TEMPO.CO, Jakarta - Namanya Sietje Moush. Ia hanya seorang penjaga sekolah. Ia juga petugas kebersihan di sebuah sekolah menengah di kota Rotterdam, Belanda. Setiap pagi, pria keturunan Maroko itu mesti membuka pintu sekolah, membersihkan ruang-ruang kelas, dan menurunkan bangku yang masih teronggok di atas meja-meja belajar siswa. Siang hingga sore hari, ia mesti menjaga kebersihan toilet dan mengawasi setiap siswa yang lalu lalang di pintu gerbang sekolah.
Tak ada yang berubah dari rutinitas pria 40 tahun itu, sampai seorang siswa 14 tahun mengusik perhatiannya.

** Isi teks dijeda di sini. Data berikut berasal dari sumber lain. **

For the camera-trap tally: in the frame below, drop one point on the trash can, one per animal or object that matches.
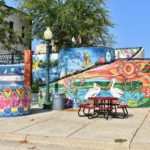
(59, 101)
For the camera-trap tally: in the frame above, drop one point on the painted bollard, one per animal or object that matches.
(14, 101)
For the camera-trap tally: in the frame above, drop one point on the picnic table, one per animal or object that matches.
(106, 106)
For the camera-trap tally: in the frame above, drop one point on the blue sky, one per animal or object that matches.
(132, 23)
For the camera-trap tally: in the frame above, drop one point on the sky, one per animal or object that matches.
(132, 23)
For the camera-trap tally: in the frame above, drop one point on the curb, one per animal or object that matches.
(65, 142)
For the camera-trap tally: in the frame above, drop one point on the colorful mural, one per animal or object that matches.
(12, 75)
(127, 80)
(15, 98)
(14, 101)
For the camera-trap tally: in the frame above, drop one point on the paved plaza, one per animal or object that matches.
(64, 130)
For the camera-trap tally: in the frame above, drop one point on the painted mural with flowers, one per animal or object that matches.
(127, 80)
(15, 98)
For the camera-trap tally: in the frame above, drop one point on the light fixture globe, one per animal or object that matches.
(48, 34)
(73, 40)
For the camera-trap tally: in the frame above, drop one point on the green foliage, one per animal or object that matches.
(10, 38)
(87, 19)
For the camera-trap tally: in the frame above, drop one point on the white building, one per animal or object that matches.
(17, 23)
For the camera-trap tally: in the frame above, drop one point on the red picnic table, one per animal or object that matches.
(102, 106)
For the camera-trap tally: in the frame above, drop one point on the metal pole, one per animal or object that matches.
(47, 104)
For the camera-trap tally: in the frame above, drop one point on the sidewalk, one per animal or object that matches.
(64, 130)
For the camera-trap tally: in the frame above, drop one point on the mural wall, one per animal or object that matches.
(15, 98)
(12, 75)
(127, 80)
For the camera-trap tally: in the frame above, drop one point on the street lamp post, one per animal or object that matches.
(47, 36)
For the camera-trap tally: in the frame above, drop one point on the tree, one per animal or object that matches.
(86, 20)
(9, 38)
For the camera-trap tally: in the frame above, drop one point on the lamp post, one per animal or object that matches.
(73, 41)
(47, 36)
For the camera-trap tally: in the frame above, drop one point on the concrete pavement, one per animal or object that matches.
(64, 130)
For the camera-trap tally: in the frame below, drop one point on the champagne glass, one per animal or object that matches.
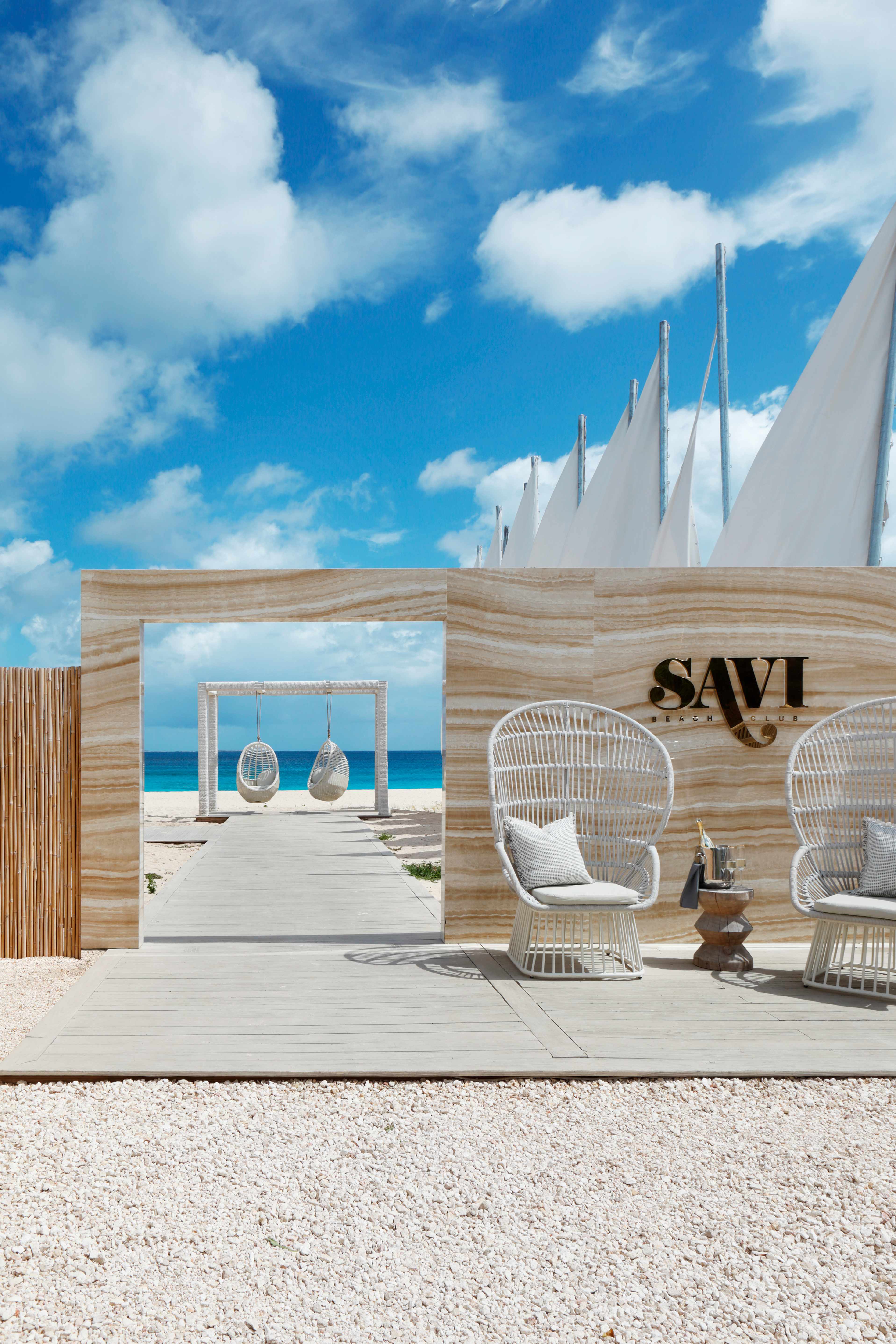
(738, 862)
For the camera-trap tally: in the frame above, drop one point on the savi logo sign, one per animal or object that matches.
(719, 685)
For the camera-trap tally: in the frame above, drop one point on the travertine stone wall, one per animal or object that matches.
(511, 638)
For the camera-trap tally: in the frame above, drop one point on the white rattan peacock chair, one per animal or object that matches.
(561, 759)
(842, 771)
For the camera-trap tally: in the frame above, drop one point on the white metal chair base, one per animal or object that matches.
(576, 944)
(853, 959)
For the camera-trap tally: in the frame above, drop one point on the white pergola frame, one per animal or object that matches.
(209, 693)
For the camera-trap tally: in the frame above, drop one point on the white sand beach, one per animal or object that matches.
(185, 807)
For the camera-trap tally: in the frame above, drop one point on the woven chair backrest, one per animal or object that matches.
(257, 773)
(562, 757)
(328, 779)
(842, 771)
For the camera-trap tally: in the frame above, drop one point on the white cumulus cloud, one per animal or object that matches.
(426, 122)
(174, 233)
(460, 468)
(437, 308)
(578, 256)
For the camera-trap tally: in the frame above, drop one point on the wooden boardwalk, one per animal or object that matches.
(296, 947)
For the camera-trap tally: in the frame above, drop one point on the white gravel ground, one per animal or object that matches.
(29, 990)
(718, 1211)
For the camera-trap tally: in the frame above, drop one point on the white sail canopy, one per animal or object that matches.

Remaja itu, Robin Van Persie, hampir setiap hari diusir oleh gurunya dari ruang kelas. Ia dikenal sebagai siswa kurang ajar. Bukan cuma membantah perintah guru, Van Persie kerap mengumpat sang guru dengan kata-kata kotor. Tak urung, ia sering disetrap di depan toilet selama beberapa jam. Moush menyaksikan peristiwa itu hampir setiap hari.
Apa yang harus dilakukan oleh seorang penjaga sekolah menghadapi anak bengal ini? Van Persie kepada penulis biografinya, Andy Lloyd Williams, seperti dikutip The Sunday Times bercerita, ia mengingat betul bagaimana Moush kemudian mendatanginya dan melontarkan pertanyaan yang kemudian menohoknya: “Sampai kapan engkau akan menjadi sampah seperti ini?” Sampah? Van Persie tercenung mendengar ucapan kurang ajar” itu. Ia sama sekali tak marah.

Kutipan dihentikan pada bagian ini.